La Isleta posee una bonita playa en un recodo de su parte izquierda, seguida del puerto pesquero que se continuará sobrepasado el cerro que lo cierra y forma un estrecho canal con la pequeña isla que se encuentra a continuación. En la punta del entrante en el mar se extiende un espigón para las embarcaciones y se asoma sobre el mar la terraza de uno de los restaurantes de la Isleta. La vista es relajada y tranquila, salvo que el viento fuerte levante olas que azoten la costa. A unos cien metros, sobre una playa pedregosa y empinada, se extienden pequeñas embarcaciones pesqueras de las que faenan por estas aguas costeras y que ofrecen una singular estampa con los colores variopintos de sus cascos reposando al sol.

Ascendiendo a la parte más elevada del pueblo alcanzaremos un mirador y poco más adelante una pequeña explanada apropiada para aparcar de donde arranca la pista que nos conducirá hacia Los Escullos, a la vista sobre el litoral.

La senda no tiene pérdida y está bien señalizada.
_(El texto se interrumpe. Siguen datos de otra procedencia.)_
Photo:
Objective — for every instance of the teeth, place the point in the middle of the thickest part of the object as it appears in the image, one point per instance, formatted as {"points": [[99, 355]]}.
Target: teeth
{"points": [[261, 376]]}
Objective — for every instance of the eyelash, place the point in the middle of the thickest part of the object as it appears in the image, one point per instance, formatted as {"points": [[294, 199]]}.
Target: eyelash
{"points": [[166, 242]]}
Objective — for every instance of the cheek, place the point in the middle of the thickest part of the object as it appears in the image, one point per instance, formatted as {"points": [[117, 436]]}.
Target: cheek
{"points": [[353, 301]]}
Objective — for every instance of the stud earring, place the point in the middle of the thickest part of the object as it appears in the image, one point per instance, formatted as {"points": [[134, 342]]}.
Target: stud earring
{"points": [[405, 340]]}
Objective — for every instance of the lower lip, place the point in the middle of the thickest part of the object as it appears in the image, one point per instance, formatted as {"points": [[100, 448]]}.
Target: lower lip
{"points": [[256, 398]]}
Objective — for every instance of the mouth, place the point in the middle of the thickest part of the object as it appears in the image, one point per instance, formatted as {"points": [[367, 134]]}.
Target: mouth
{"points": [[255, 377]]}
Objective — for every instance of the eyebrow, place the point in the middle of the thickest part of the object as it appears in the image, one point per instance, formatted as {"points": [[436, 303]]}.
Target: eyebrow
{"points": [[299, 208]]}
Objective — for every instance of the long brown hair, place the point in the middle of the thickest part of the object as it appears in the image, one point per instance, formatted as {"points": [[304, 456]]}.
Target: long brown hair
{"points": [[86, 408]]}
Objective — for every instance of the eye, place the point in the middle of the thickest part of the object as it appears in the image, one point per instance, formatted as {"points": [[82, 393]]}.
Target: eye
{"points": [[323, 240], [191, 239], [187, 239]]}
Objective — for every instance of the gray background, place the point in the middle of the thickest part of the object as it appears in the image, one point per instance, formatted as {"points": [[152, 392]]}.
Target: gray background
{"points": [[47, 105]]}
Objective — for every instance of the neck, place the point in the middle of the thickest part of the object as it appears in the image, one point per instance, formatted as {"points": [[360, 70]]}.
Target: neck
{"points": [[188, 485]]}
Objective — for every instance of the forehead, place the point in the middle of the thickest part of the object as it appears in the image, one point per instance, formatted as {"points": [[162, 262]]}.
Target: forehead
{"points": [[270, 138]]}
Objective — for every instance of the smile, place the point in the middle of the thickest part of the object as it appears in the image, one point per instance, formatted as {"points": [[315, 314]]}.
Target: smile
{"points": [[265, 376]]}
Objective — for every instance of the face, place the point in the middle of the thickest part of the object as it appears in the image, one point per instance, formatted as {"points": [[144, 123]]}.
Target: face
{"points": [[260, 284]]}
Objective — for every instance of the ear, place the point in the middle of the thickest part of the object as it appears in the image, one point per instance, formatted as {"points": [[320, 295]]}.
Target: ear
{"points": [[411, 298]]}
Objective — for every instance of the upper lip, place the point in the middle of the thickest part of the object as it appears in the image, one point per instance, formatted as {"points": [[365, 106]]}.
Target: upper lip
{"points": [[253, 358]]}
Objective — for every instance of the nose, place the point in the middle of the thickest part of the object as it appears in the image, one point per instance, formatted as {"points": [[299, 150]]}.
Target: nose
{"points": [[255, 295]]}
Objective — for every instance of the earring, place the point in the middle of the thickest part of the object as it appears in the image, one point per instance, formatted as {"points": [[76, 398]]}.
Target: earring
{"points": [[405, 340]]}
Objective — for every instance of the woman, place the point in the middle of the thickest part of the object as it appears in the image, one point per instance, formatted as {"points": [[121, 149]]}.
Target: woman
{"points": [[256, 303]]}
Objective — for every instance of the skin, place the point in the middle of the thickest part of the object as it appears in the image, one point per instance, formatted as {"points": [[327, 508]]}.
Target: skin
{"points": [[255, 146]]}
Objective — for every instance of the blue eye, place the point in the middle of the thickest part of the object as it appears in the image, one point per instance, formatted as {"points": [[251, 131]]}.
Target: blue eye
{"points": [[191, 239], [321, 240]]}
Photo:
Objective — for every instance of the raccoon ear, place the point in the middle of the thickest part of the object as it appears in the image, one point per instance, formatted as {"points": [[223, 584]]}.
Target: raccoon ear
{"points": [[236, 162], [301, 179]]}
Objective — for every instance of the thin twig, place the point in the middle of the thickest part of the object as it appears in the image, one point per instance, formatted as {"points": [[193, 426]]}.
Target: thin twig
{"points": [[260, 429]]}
Discurre siguiendo la línea costera, con un par de entradas hacia el interior para salvar lo más agreste de las cárcavas abiertas sobre el acantilado por las riadas. En el último tramo alcanzamos la extensa playa de los Escullos. La vegetación se crece en retamas, palmitos, algún grupo de palmeras en una vaguada, piteras, esparraguera y espartos. A la entrada del pueblo y el final de la playa, la erosión ha esculpido los acantilados con formas caprichosas que invitan a la contemplación admirada y la fotografía. Continuando hacia el pueblo alcanzaremos el castillo, bien conservado, en el que suelen celebrarse eventos culturales; fue en este mismo castillo donde, hace varios años, pude disfrutar de una interesante representación del drama lorquiano Bodas de sangre”.

Un paseo de ida y vuelta, con comida en cualquiera de los restaurantes de los Escullos en la ida o en los de La Isleta del Moro en la vuelta. Sea como sea, la jornada resultará feliz.